7. Use Sturdy Shelves For Your Storage
Those flimsy, particleboard shelves may be inexpensive, but they will not hold up long when you start piling bags of beans and cases of canned goods on them. Your best option would be wire shelving. It is sturdy and can tolerate more weight.

8. Don’t Put All Your Preps In One Place
You never know when disaster will strike. Your entire food storage could be wiped out in the blink of an eye. Place some caches around the area where you live, keep a bug out bag in every vehicle, and if possible, keep some supplies at your bug out location.

9. There’s More To Prepping Than How Much You Store
It takes knowledge and skill as well. Here are 20 skills you might need. For each of these, you need to get training and hands-on experience. Have a nice library of reference materials stashed away as well.

10. Don’t Forget About Hygiene and Sanitation
Stocking up on toilet paper and soap is just as important as stocking up on food and water. You have to stay clean in order to avoid becoming sick. Getting sick during a survival situation–when hospitals are either closed or overrun–could end up killing you.

11. Don’t Forget About Those With Special Needs
Some people might need insulin, glasses, medication, oxygen, wheelchairs, etc. Make the necessary preparations for them as well.

12. Don’t Forget About Your Pets
If you have pets, you have two choices: plan on feeding and caring for them, or abandon them. If you care about your pets, be sure to store pet food, water, and other supplies for them. Make the decision about what you will do with your pets today and don’t wait until the heat of the moment when your emotions are already running high.

13. Don’t Be The Only Prepper In Your Household
Your entire family needs to be on board. They don’t have to be as excited as you, but they do need to have the knowledge and know-how. Make sure you incorporate them into your prepping as much as possible.

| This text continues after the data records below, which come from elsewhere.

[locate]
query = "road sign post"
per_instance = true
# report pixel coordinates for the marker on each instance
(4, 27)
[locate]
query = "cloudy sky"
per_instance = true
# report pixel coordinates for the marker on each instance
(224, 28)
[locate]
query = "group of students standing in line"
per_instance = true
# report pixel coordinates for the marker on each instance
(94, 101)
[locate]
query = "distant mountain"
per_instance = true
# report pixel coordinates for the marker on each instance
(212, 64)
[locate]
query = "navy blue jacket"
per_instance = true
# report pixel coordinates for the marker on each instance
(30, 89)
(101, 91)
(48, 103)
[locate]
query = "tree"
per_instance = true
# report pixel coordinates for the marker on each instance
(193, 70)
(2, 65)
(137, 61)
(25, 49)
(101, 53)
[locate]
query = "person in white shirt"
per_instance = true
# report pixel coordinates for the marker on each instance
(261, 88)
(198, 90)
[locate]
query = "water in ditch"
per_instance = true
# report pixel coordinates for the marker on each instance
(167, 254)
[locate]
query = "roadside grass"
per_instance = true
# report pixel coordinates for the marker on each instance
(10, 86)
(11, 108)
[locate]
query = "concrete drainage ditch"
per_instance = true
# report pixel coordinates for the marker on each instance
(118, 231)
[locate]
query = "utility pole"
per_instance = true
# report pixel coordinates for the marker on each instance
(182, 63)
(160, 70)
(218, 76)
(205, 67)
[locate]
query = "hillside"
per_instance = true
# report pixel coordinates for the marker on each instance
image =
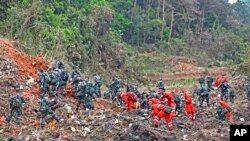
(93, 125)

14. Don’t Tell Everyone About Your Preps
You don’t want to advertise what you have. If and when disaster strikes, you will have a line of people at your door, and you won’t be able to help them all. So keep your plans within the family and a select group of trusted individuals.

15. Try To Stay In Shape
Many preppers are going to find themselves completely exhausted after just one day of disaster. Hiking from place to place, carrying supplies back and forth, repairing damaged roofs or windows, etc. All if it will wear you out fast if you’re not in shape. It’s easier to get in shape than you think. A half hour of power walking a day will make a huge difference.

16. Don’t Assume Your Stockpile Of Guns And Ammo Will Keep You Safe
I’m not saying you shouldn’t have guns for self-defense, but you want to do your best to avoid confrontation. Learn how to be stealthy and avoid drawing attention to yourself. Your guns cannot protect you from being shot by others who have guns.

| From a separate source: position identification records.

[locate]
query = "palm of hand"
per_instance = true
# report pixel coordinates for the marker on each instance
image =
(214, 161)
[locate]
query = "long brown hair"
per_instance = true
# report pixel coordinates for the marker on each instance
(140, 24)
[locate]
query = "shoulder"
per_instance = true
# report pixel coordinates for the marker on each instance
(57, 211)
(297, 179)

17. Have A Plan For Getting Home
Many people forget that disasters don’t wait for you to get home. They can also happen when you’re at work, school, or elsewhere. Do you have a plan for getting home, or a place to meet with the rest of your family?

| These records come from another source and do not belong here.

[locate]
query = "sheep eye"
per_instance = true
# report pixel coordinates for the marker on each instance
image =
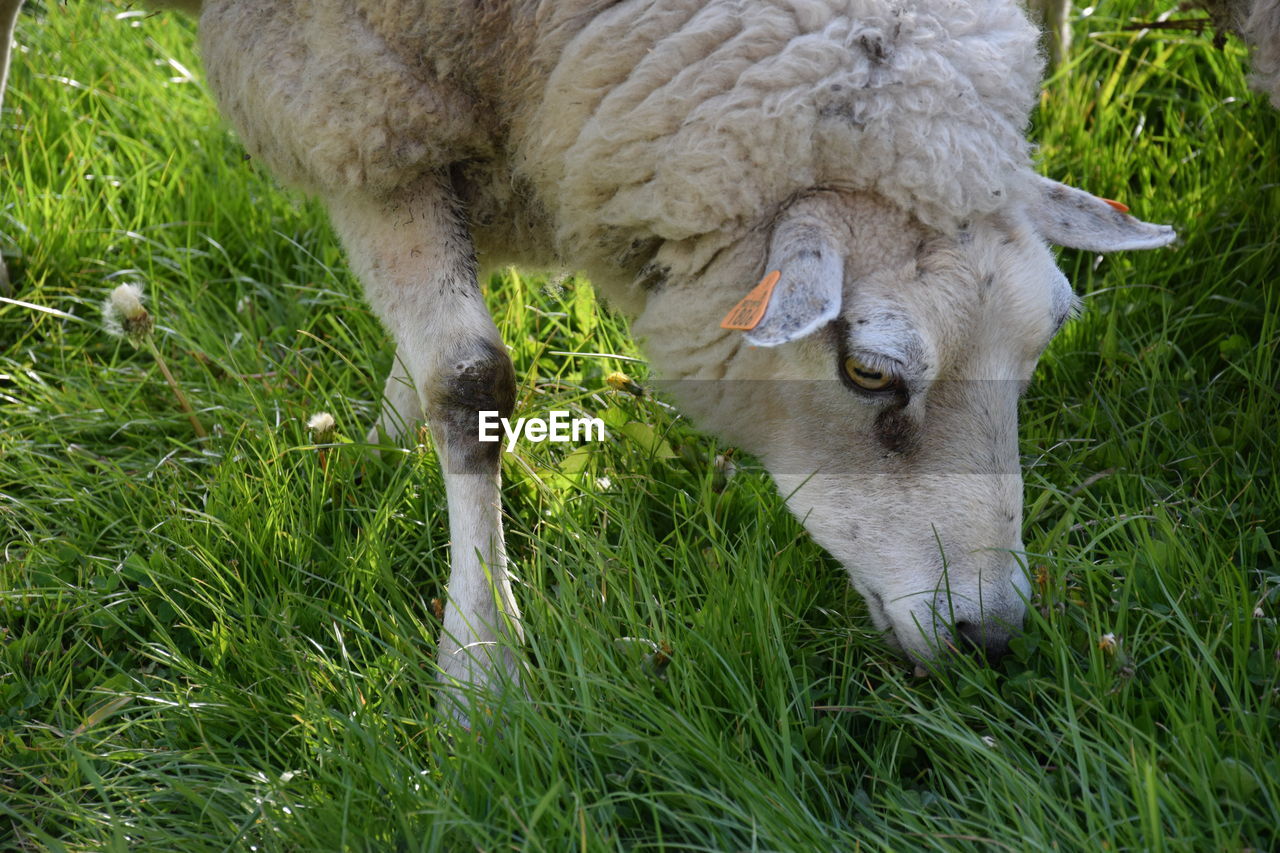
(867, 377)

18. Don’t Make Assumptions About What Will Happen
Some people just assume they’ll have to bug out, while others assume they’ll be able to bug in. But you don’t know what’s going to happen. You have to have a plan A and a plan B. Every prepper needs a backup plan to their backup plan.

19. Test Everything Yourself
Don’t assume your tools will work properly when you need them to. You have to try them out. Also, don’t just store several of the same tool because if that tool ends up not working for you, you might need a different type of tool. As Graywolf Survival says, “Carry redundant capability, not redundant gear.”

20. Take Baby Steps
Some DIY projects are so big and complicated and require so much education beforehand that you really have to be patient. If you try to get it all done in just a few days, you’re going to get frustrated and burned out. Remember, lots of baby steps will quickly add up to a very long way.

21. The End Of The World Isn’t Tomorrow
Yes, technically it could be, but odds are it isn’t. And if you always think it is, then you’re liable to panic and make bad decisions. Be prepared, but enjoy all that life has to offer. Don’t become so focused on prepping for doomsday that you forget to enjoy what you have today. And keep in mind that doomsday might never happen.